Source: Different Worlds | Slate Star Codex
A pretty girl laughs a little too long at a man’s joke; is she trying to flirt with him, or just friendly? A boss calls her subordinate’s work “okay” – did she mean to compliment him, or imply it was mediocre? A friend breaks off two appointments in a row, each time saying that something has come up – did something come up, or is he getting tired of the friendship? These are the sorts of questions everyone navigates all the time, usually with enough success that when autistic people screw them up, the rest of society nods sagely and says they need to learn to understand how to read context.
But “context” means “priors”, and priors can differ from person to person. There’s a lot of room for variation here before we get to the point where somebody will be so off-base that they end up excluded from society. Just as there’s a spectrum from smart to dumb, or from introverted to extraverted, so there’s a spectrum in people’s tendencies to interpret ambiguous situations in a positive or negative way.

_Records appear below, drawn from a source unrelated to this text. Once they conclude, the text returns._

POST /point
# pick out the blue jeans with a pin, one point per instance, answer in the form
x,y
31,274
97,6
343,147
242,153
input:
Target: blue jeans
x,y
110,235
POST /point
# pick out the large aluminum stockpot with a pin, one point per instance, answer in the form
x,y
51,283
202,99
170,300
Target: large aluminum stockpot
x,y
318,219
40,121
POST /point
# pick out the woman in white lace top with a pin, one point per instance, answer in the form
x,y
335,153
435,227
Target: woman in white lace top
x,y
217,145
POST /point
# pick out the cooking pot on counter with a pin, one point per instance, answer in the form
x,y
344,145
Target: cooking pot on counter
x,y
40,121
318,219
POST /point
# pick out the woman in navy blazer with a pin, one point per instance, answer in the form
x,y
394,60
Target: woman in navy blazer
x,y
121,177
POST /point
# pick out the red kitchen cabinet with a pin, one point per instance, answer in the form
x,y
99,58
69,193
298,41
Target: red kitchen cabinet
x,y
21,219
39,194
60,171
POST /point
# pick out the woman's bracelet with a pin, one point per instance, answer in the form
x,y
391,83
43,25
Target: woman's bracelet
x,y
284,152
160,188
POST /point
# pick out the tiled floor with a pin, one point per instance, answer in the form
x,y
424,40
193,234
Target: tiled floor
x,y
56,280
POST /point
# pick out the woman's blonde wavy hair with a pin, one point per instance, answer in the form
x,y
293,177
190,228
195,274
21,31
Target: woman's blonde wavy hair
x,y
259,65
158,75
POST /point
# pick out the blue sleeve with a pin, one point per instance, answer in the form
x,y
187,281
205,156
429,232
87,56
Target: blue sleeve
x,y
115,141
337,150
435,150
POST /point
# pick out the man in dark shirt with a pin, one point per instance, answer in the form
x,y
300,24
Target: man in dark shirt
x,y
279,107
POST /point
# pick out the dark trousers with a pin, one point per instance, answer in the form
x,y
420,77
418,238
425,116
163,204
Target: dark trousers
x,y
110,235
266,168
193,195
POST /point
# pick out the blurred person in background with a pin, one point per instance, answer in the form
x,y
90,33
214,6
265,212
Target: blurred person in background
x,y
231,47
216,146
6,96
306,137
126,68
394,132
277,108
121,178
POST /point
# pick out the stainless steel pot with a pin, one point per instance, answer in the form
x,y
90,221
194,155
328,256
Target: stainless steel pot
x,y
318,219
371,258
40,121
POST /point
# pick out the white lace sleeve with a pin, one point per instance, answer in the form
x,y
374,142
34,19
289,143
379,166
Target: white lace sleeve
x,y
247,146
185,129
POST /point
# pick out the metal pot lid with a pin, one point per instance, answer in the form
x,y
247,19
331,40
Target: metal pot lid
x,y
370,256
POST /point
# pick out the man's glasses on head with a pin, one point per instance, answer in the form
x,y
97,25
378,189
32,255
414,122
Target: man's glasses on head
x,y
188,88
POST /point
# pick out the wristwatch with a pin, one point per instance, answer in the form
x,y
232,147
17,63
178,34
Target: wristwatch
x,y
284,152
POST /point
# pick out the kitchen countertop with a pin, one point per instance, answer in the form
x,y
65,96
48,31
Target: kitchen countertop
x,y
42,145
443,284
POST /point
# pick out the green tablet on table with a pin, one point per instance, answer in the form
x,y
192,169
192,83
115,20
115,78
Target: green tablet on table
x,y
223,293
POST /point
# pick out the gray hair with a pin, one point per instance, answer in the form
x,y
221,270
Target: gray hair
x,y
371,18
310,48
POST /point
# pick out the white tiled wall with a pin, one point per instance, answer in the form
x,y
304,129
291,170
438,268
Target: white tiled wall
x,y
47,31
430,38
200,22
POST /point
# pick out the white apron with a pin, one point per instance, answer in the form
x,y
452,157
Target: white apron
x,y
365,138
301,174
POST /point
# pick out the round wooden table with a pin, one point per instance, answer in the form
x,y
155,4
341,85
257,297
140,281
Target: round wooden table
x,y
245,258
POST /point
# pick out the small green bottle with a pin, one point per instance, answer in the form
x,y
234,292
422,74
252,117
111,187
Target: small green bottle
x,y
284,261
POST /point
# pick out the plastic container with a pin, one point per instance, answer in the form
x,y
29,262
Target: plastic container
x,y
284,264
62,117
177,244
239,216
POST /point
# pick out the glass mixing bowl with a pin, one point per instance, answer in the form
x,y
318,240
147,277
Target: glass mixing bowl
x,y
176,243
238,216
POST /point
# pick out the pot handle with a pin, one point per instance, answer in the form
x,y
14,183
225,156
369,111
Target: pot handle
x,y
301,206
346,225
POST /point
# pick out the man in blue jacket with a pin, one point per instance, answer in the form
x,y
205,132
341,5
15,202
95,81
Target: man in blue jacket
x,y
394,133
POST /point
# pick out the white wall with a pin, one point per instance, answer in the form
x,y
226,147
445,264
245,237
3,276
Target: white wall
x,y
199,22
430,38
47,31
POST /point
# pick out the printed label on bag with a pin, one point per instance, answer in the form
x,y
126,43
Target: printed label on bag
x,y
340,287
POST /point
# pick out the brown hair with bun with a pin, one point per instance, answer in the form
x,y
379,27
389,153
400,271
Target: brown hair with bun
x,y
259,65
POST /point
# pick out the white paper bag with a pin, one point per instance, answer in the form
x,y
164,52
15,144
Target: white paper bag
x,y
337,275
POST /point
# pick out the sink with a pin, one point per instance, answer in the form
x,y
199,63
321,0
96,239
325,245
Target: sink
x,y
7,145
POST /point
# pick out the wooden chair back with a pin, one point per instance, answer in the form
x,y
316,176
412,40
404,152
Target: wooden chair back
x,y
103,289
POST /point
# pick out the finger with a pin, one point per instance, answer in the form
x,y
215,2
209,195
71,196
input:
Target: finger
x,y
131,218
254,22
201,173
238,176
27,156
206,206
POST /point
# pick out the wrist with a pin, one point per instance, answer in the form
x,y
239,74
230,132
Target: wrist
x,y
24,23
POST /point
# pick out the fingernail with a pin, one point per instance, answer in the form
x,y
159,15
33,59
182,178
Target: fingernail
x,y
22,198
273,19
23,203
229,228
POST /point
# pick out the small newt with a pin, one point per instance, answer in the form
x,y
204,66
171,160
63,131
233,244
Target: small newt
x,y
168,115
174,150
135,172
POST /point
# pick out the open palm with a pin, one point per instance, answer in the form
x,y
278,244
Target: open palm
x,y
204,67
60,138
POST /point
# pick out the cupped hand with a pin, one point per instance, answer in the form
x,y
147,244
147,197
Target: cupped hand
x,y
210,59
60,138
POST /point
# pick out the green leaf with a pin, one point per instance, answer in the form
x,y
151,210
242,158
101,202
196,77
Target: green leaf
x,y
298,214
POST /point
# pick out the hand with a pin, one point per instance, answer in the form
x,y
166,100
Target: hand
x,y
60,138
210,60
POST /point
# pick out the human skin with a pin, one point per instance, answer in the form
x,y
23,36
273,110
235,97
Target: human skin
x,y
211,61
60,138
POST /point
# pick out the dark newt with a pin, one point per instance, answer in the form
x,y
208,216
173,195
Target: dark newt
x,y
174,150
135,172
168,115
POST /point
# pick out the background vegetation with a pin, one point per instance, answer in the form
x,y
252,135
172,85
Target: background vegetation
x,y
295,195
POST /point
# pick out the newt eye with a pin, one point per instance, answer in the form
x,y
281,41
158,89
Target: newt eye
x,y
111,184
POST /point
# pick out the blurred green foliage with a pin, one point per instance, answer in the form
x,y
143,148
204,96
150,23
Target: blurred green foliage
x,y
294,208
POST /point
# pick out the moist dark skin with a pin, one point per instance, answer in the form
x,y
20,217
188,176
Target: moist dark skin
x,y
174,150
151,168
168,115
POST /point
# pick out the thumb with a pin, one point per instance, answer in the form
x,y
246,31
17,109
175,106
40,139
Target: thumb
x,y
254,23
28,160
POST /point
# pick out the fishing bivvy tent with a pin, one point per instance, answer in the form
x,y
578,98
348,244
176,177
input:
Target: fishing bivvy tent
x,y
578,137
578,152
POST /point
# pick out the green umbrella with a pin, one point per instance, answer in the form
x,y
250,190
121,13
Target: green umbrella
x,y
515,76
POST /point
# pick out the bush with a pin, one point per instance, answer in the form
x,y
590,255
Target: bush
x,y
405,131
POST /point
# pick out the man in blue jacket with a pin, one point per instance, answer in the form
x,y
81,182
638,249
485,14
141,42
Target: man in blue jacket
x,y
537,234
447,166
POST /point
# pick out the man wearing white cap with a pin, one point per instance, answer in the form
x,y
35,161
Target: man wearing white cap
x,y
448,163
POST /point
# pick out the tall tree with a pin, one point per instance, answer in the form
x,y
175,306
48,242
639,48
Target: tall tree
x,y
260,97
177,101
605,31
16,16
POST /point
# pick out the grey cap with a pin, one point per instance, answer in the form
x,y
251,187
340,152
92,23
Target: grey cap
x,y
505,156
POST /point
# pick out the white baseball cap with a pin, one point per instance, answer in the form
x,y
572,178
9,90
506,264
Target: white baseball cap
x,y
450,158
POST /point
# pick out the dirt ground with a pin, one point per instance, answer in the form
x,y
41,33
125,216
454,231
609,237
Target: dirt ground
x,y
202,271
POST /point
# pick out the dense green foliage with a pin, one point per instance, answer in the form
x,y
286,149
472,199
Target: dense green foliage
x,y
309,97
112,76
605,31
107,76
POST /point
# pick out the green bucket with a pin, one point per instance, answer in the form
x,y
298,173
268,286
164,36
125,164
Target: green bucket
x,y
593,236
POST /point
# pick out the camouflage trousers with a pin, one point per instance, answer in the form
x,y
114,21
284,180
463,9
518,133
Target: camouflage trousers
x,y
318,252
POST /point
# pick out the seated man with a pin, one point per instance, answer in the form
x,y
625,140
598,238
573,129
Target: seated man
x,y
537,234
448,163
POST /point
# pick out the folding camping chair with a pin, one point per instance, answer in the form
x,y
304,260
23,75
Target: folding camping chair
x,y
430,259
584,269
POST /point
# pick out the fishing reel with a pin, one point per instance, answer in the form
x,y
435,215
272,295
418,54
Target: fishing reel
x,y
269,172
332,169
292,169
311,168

People self-select into bubbles along all sorts of axes. Some of these bubbles are obvious and easy to explain, like rich people mostly meeting other rich people at the country club. Others are more mysterious, … Even for two people living in the same country, city, and neighborhood, they can have a “society” made up of very different types of people.
The old question goes: are people basically good or basically evil? Different philosophers give different answers. But so do different random people I know who aren’t thinking philosophically at all.
I think both groups are right. Some people experience worlds of basically-good people who treat them nicely. Other people experience worlds of awful hypocritical backstabbers. This can be true even if they live in the same area as each other, work the same job as each other, et cetera.
And it’s not just a basic good-evil axis.
To return to a common theme: nothing makes sense except in light of inter-individual variation. Variation in people’s internal experience. Variation in people’s basic beliefs and assumptions. Variation in level of abstract thought. And to all of this I would add a variation in our experience of other people.
Notice this distinction, this way in which geographic neighbors can live in different worlds, and other people’s thoughts and behaviors get a little more comprehensible.